Interest in health courts is growing in Congress. Senate Majority Leader Bill Frist (R-Tenn.) has expressed support for the concept, as has Sen. Michael Enzi (RWyo.), chairman of the Senate Committee on Health, Education, Labor and Pensions. In fact, last year Enzi introduced legislation to facilitate the creation of pilot state health courts. Similar legislation is expected to be re-introduced later this year. Last year’s legislation drew on recommendations made by the Institute of Medicine in a 2002 report calling for system-wide demonstrations to improve health care quality. In the House, Rep. Mac Thornberry (R-Texas) has recently introduced legislation that would help create pilot state health courts.

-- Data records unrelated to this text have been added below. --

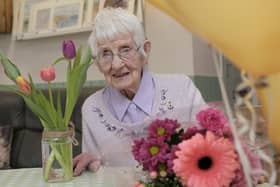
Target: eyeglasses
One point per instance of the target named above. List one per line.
(106, 57)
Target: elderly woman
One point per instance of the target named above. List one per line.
(113, 116)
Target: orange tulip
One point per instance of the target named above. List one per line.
(48, 73)
(23, 85)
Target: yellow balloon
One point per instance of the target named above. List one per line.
(269, 96)
(246, 31)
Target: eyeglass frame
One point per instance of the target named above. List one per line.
(119, 55)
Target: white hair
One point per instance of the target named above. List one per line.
(110, 22)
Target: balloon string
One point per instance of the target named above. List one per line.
(244, 94)
(243, 158)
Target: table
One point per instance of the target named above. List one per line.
(105, 177)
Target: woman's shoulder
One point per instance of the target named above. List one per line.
(171, 79)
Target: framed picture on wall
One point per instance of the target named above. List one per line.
(44, 18)
(126, 4)
(56, 16)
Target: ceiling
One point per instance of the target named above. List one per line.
(6, 16)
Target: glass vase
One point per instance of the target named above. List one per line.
(57, 161)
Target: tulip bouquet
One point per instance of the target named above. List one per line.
(203, 155)
(48, 109)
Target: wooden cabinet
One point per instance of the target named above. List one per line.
(6, 16)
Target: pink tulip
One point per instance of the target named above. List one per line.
(48, 73)
(69, 50)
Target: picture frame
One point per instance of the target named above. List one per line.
(61, 15)
(45, 18)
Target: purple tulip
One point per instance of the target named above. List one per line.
(69, 50)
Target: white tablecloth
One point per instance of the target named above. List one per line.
(32, 177)
(105, 177)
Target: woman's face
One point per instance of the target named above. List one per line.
(121, 63)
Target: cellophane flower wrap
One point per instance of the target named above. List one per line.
(201, 155)
(49, 109)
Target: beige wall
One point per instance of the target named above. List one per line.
(173, 50)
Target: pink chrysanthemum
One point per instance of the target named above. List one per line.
(136, 148)
(152, 152)
(190, 132)
(211, 119)
(206, 161)
(163, 128)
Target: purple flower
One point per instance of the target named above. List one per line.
(211, 119)
(151, 152)
(69, 50)
(136, 148)
(192, 131)
(163, 128)
(169, 159)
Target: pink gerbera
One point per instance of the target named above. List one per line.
(206, 161)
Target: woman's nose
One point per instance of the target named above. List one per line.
(117, 62)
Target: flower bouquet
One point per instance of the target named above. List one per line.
(58, 136)
(202, 155)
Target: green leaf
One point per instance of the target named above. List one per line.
(59, 114)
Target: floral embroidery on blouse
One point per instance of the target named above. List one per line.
(165, 105)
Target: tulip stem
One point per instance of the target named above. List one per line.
(50, 95)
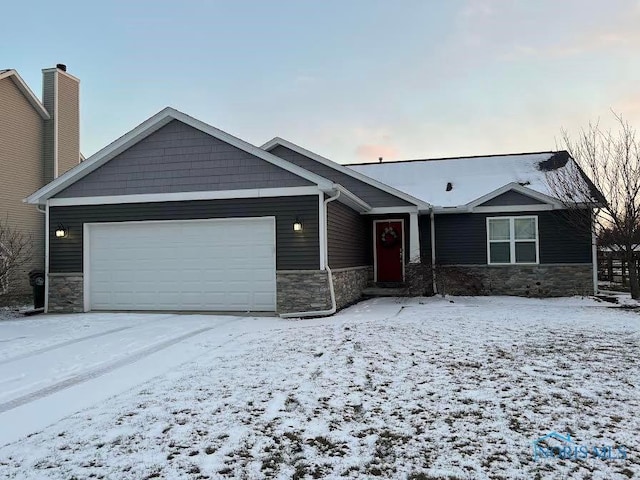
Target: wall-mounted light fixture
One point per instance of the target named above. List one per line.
(61, 231)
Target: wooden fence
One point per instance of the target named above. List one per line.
(612, 267)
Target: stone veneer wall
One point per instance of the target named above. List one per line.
(348, 284)
(521, 280)
(302, 291)
(66, 293)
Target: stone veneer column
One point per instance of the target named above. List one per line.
(348, 284)
(66, 293)
(302, 291)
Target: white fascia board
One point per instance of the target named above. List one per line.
(514, 208)
(145, 129)
(448, 210)
(388, 210)
(517, 188)
(186, 196)
(342, 169)
(26, 91)
(352, 200)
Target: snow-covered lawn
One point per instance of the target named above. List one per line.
(394, 388)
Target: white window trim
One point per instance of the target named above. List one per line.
(512, 240)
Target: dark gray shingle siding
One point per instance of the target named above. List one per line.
(294, 250)
(372, 195)
(180, 158)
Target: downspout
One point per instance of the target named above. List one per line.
(46, 254)
(433, 251)
(332, 310)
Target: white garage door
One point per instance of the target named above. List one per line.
(226, 265)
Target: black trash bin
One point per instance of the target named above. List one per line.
(36, 280)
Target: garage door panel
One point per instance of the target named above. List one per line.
(205, 265)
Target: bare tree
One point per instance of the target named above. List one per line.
(16, 251)
(608, 180)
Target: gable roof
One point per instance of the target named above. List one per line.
(26, 91)
(277, 141)
(473, 180)
(145, 129)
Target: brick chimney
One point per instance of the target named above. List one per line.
(61, 98)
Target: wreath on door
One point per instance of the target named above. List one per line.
(389, 237)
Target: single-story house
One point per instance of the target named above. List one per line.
(178, 215)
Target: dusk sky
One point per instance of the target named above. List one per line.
(352, 79)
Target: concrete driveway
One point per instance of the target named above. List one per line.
(54, 365)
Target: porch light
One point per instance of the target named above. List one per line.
(61, 231)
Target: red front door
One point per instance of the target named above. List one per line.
(389, 242)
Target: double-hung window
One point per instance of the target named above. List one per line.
(512, 240)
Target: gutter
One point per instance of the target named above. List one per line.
(332, 310)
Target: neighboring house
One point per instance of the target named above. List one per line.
(39, 139)
(178, 215)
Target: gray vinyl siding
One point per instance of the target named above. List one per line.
(461, 239)
(511, 198)
(294, 250)
(370, 194)
(349, 238)
(180, 158)
(424, 225)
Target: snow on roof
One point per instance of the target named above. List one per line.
(470, 177)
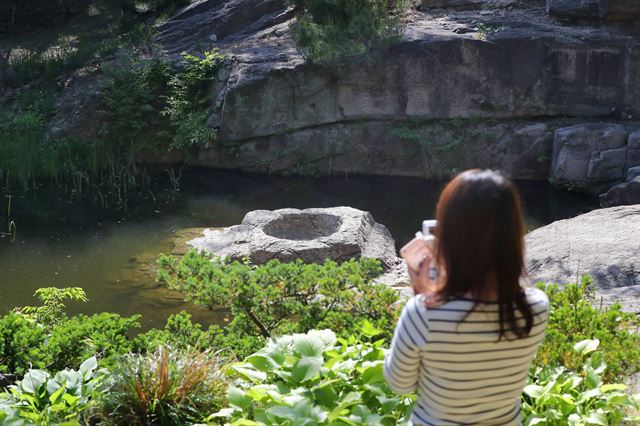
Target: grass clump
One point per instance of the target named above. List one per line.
(167, 387)
(329, 31)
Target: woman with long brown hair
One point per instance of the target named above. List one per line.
(466, 340)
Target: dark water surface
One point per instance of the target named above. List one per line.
(74, 244)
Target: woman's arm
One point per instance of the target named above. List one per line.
(402, 363)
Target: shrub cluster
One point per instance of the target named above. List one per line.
(292, 369)
(279, 298)
(575, 316)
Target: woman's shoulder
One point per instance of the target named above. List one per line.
(535, 296)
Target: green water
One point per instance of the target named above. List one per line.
(73, 244)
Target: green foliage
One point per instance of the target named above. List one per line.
(330, 30)
(41, 399)
(573, 317)
(52, 309)
(179, 333)
(138, 89)
(105, 335)
(558, 396)
(168, 387)
(23, 66)
(45, 337)
(278, 298)
(21, 343)
(188, 104)
(315, 379)
(131, 87)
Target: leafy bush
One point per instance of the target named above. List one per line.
(168, 387)
(21, 344)
(573, 317)
(139, 88)
(42, 399)
(315, 379)
(52, 309)
(330, 30)
(279, 298)
(44, 336)
(188, 105)
(558, 396)
(131, 89)
(105, 335)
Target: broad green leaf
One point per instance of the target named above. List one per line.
(597, 418)
(326, 395)
(586, 346)
(244, 422)
(255, 376)
(614, 386)
(225, 412)
(388, 404)
(56, 395)
(534, 391)
(373, 372)
(368, 329)
(306, 368)
(33, 380)
(262, 362)
(238, 398)
(87, 367)
(596, 361)
(328, 337)
(592, 380)
(351, 399)
(308, 346)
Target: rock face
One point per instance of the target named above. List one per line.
(622, 194)
(463, 88)
(313, 235)
(602, 9)
(590, 156)
(604, 243)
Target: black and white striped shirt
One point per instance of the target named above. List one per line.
(451, 355)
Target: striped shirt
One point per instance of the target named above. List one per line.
(451, 355)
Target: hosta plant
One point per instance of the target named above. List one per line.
(557, 396)
(42, 399)
(315, 379)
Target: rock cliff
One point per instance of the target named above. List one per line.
(472, 83)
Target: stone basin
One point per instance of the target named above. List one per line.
(312, 235)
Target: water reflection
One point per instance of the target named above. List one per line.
(62, 243)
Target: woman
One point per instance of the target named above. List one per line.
(465, 343)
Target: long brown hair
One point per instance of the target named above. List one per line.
(480, 244)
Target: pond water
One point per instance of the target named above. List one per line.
(62, 243)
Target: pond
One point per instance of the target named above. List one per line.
(70, 243)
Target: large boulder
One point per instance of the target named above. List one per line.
(454, 93)
(573, 8)
(312, 235)
(604, 243)
(589, 157)
(602, 9)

Support for health courts is bipartisan. The Progressive Policy Institute, a Democratic think tank known in the 1990s as President Clinton’s “idea mill,” has endorsed the concept, as have scores of patient safety and health care leaders. Some consumer groups support the idea, appreciating the opportunities for increased compensation, expedited legal proceedings, and improved health care quality; others still worry that the proposal could erode access to the civil justice system. Not surprisingly, personal injury lawyers see the proposal as a threat to the status quo. Still, the idea of health courts has broad appeal. In a Harris Interactive survey released in 2004, nearly two in three Americans supported the creation of specialized health courts.(8)

The concept of special courts is one with a long pedigree in American history. Since the Judiciary Act of 1789, admiralty courts have–without juries–handled disputes arising from navigation, ocean resources, and maritime commerce. Today, many other specialized courts are functioning as an important part of our justice system. Special health courts represent the best way of compensating injured patients and establishing greater reliability of medical justice. With public support and congressional leadership, this promising approach to medical justice can become a reality.